Por eso digo con fuerza que debemos defender nuestros derechos. Porque si no lo hacemos nosotros, nadie lo hará. No podemos permitir que nadie nos haga sentir culpables por querer vivir. No podemos dejar que nos silencien, que nos avergüencen, que nos hagan creer que valemos menos.

Soy inmigrante. Tengo derecho a estar aquí, a trabajar, a estudiar, a contribuir, a soñar.
Tengo derecho a ser tratada como un ser humano.

‘No quiero que me vean como una “inmigrante” primero y como persona después’. Quiero que vean lo que realmente soy: alguien que lucha, que siente, que ama y que intenta salir adelante, como cualquier otra persona en el mundo.

Ser inmigrante no es un crimen. Es una historia. Es un camino. Es una vida. Y merecemos vivirla con dignidad, sin miedo y sin que nadie nos etiquete como algo que no somos.

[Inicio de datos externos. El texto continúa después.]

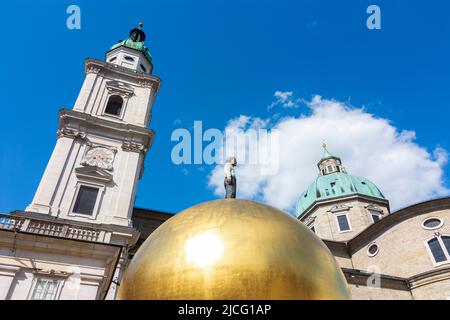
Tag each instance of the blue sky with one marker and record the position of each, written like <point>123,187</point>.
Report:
<point>218,60</point>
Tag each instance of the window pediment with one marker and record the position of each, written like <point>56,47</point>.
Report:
<point>119,88</point>
<point>339,208</point>
<point>372,207</point>
<point>93,173</point>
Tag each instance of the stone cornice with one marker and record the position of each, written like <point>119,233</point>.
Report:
<point>143,79</point>
<point>318,203</point>
<point>76,125</point>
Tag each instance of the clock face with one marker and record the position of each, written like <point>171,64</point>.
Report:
<point>99,157</point>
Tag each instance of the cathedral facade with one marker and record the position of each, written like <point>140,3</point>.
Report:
<point>81,229</point>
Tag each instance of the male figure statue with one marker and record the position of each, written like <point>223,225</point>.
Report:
<point>230,177</point>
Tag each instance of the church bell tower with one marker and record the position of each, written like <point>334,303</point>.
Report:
<point>102,142</point>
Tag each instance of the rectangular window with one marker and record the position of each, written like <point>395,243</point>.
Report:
<point>45,289</point>
<point>343,223</point>
<point>376,217</point>
<point>436,250</point>
<point>86,199</point>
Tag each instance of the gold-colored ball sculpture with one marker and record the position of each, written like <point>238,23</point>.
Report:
<point>233,249</point>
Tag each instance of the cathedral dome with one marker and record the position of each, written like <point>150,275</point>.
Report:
<point>334,182</point>
<point>233,249</point>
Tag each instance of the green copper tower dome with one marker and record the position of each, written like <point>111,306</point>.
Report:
<point>334,182</point>
<point>135,41</point>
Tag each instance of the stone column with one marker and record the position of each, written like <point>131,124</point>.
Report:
<point>7,274</point>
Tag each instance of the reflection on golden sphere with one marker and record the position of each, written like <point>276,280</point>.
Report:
<point>233,249</point>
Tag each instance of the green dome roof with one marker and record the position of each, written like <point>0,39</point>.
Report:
<point>335,185</point>
<point>135,41</point>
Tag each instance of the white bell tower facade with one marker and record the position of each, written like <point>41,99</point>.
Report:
<point>98,159</point>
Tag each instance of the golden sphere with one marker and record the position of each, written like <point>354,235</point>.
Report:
<point>233,249</point>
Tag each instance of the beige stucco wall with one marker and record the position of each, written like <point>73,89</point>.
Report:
<point>402,247</point>
<point>359,292</point>
<point>438,290</point>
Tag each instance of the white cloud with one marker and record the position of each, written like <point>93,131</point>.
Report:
<point>369,146</point>
<point>284,99</point>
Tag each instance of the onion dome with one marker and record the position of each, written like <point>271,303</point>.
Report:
<point>334,182</point>
<point>135,41</point>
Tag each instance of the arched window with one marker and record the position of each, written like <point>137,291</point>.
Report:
<point>440,248</point>
<point>114,105</point>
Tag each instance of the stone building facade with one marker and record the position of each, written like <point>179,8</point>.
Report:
<point>384,255</point>
<point>73,240</point>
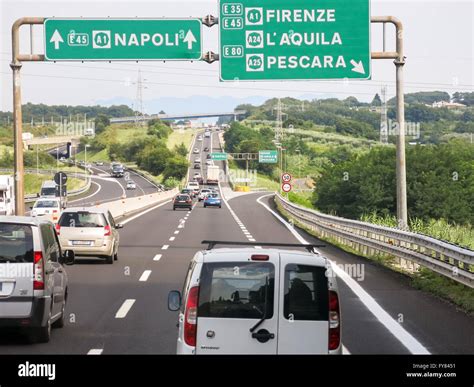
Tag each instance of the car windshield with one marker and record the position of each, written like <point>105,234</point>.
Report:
<point>16,243</point>
<point>46,204</point>
<point>82,219</point>
<point>48,191</point>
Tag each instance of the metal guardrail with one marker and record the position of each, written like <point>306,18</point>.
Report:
<point>442,257</point>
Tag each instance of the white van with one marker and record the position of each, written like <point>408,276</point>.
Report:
<point>258,301</point>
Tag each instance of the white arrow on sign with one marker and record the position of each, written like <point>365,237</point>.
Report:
<point>56,39</point>
<point>358,66</point>
<point>190,39</point>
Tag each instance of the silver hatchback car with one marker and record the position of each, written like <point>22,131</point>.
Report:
<point>33,281</point>
<point>265,301</point>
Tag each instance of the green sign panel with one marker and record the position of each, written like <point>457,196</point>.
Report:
<point>219,156</point>
<point>268,157</point>
<point>122,39</point>
<point>298,39</point>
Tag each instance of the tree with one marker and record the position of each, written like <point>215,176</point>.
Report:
<point>176,167</point>
<point>101,122</point>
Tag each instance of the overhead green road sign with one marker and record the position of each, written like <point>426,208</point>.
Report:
<point>268,157</point>
<point>298,39</point>
<point>122,39</point>
<point>219,156</point>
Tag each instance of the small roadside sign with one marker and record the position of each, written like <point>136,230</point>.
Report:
<point>286,177</point>
<point>286,187</point>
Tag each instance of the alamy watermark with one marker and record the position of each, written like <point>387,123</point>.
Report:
<point>392,128</point>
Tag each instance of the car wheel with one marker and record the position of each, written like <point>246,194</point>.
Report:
<point>41,334</point>
<point>59,323</point>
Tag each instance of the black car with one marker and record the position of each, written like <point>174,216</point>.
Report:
<point>182,201</point>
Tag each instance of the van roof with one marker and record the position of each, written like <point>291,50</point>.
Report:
<point>216,255</point>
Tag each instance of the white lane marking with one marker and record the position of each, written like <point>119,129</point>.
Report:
<point>125,308</point>
<point>145,212</point>
<point>400,333</point>
<point>145,276</point>
<point>95,351</point>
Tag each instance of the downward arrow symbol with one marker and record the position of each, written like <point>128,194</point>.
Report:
<point>190,39</point>
<point>56,39</point>
<point>358,66</point>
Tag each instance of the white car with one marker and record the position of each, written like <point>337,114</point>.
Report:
<point>266,301</point>
<point>47,208</point>
<point>203,193</point>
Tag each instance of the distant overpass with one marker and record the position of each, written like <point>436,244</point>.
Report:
<point>170,117</point>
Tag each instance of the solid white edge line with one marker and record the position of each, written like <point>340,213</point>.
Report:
<point>145,212</point>
<point>145,275</point>
<point>95,351</point>
<point>400,333</point>
<point>125,308</point>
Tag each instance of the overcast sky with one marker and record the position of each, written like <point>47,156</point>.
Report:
<point>439,43</point>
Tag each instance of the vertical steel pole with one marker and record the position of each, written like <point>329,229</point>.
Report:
<point>18,138</point>
<point>402,211</point>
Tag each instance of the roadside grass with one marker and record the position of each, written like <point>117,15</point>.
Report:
<point>424,279</point>
<point>180,137</point>
<point>33,183</point>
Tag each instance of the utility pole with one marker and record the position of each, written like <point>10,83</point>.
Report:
<point>383,116</point>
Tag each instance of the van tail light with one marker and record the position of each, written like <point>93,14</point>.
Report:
<point>38,276</point>
<point>190,317</point>
<point>334,321</point>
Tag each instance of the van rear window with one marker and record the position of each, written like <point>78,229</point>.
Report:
<point>306,293</point>
<point>82,219</point>
<point>16,243</point>
<point>237,290</point>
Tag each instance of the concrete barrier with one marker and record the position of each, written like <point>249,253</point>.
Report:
<point>128,206</point>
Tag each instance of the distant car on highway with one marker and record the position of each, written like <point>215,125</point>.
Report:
<point>182,201</point>
<point>267,301</point>
<point>47,208</point>
<point>212,200</point>
<point>203,193</point>
<point>194,185</point>
<point>34,283</point>
<point>89,232</point>
<point>189,191</point>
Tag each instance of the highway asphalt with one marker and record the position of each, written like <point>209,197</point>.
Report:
<point>122,308</point>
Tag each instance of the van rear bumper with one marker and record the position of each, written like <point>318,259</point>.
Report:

Emigrar de un país en el que has crecido, el país donde estás la mayor parte de tu vida no es fácil dejarlo atrás, por eso yo quiero decirle a cada uno de ustedes que están leyendo esto que no dejen que nadie ni nada los vea menos por ser “ inmigrantes”. Todas las personas tenemos los mismo derechos y las misma oportunidades, solo debemos de luchar y esforzarnos para demostrar de qué estamos hechos para alcanzar nuestras metas.